HP Bundles Elemental Software's Drumbeat 2.0 With Netserver Line

NEW ORLEANS -- As part of its Internet business solutions initiative, Hewlett-Packard Co. announced at Tech-Ed that it is now bundling Drumbeat 2.0 from Elemental Software (Carlsbad, Calif., www.elementalsoftware.com) with its HP Netserver systems and workstations.

Drumbeat 2.0 is designed to enable Web site developers to build database-driven, interactive, business-oriented sites with minimal writing of code.

Elemental also announced that the new version of Drumbeat is available to the general public. Perhaps the most important enhancement to version 2.0 is the capability to build database driver applications into a Web site without having to write code. "A couple of years ago, to be a Web hero all you had to know was HTML and Perl," says Peter Hirshberg, Elemental’s president and CEO. "Today, you have to know several languages and COM Services, SQL databases, Active Server Pages and the idiosyncrasies of multiple browsers."

Indeed, the extent of knowledge required to construct active Web pages is enough to boggle many Web developers. "Drumbeat addresses the needs of our users who understand how to use HTML, but are not programmers," says Terry Young, vice president LAN management, Wells Fargo Bank Online Financial Services Group (San Francisco, www.wellsfargo.com). "We’ve got a long list of intranet projects to integrate our business with the Web, and Drumbeat enables us to get them done faster than using programming tools or hand-coding."

The Drumbeat DataForm Wizard builds sets of pages that search, update, insert and delete records in ODBC-accessible databases. Client-side HTML and JavaScript, and server-side Active Server Pages code, are generated by Drumbeat 2.0. Once the pages are built, developers can enhance the pages with Drumbeat visual editing tools.

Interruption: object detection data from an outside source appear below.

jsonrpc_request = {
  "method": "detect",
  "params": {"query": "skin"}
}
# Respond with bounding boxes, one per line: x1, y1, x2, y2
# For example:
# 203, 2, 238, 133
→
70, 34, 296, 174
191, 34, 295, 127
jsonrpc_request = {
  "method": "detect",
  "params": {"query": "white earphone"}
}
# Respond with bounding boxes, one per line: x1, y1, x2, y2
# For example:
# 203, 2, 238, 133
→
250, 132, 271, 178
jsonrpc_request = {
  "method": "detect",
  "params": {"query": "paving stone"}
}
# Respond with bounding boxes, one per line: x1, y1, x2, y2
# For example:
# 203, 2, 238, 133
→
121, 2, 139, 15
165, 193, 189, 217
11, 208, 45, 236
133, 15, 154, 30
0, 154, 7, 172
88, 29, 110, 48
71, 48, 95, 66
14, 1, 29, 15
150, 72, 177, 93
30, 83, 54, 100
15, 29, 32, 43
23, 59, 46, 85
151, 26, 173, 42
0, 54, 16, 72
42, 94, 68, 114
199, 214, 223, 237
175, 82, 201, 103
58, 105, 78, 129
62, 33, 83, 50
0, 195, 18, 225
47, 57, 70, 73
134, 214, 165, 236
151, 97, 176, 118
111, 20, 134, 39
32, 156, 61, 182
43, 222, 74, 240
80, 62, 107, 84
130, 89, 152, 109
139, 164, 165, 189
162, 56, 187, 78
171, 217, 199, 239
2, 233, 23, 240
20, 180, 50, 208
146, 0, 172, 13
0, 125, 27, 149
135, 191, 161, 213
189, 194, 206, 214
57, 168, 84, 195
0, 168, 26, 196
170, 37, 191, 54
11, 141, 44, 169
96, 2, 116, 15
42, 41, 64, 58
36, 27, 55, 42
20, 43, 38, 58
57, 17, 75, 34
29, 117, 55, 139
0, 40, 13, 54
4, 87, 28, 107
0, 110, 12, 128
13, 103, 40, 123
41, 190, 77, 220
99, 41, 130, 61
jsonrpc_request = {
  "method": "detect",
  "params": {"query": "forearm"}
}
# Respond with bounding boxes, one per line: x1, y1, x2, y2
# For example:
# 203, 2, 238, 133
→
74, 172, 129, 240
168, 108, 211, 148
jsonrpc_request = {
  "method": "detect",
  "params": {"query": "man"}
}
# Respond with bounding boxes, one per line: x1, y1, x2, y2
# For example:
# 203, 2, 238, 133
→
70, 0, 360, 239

Building sites for multiple browsers also poses a problem for developers. Sites requiring Microsoft Corp.’s Internet Explorer 4.0 are not necessarily accessible to Netscape Communications Corp.’s Navigator 2.0. Drumbeat’s SmartPages feature enables users to build sites that adapt to a visitor’s browser; thus, sites can take advantage of the most advanced features while still supporting older browsers.

With these new features, "Drumbeat 2.0 fills a gap in the Web assembly and design software market," says Steve Garone, research director, International Data Corp. (Framingham, Mass.), Garone adds that Drumbeat’s "strong database connectivity and rich multimedia capabilities" make it a valuable tool for building Web applications in a codeless environment.

Lest you think that Drumbeat 2.0 does the impossible and lets true beginners build complex sites in a matter of minutes, a certain amount of knowledge is required to use the product. "We didn’t build Drumbeat for my mother. We built it for Web professionals, with a learning curve much like Photoshop. With Photoshop, in about an hour you can put David Letterman’s head on a dog and make it look good. That’s what we’re going for with Drumbeat 2.0. But to do something more complicated, you need a basic working knowledge of what you’re trying to do," says Elemental’s Hirshberg.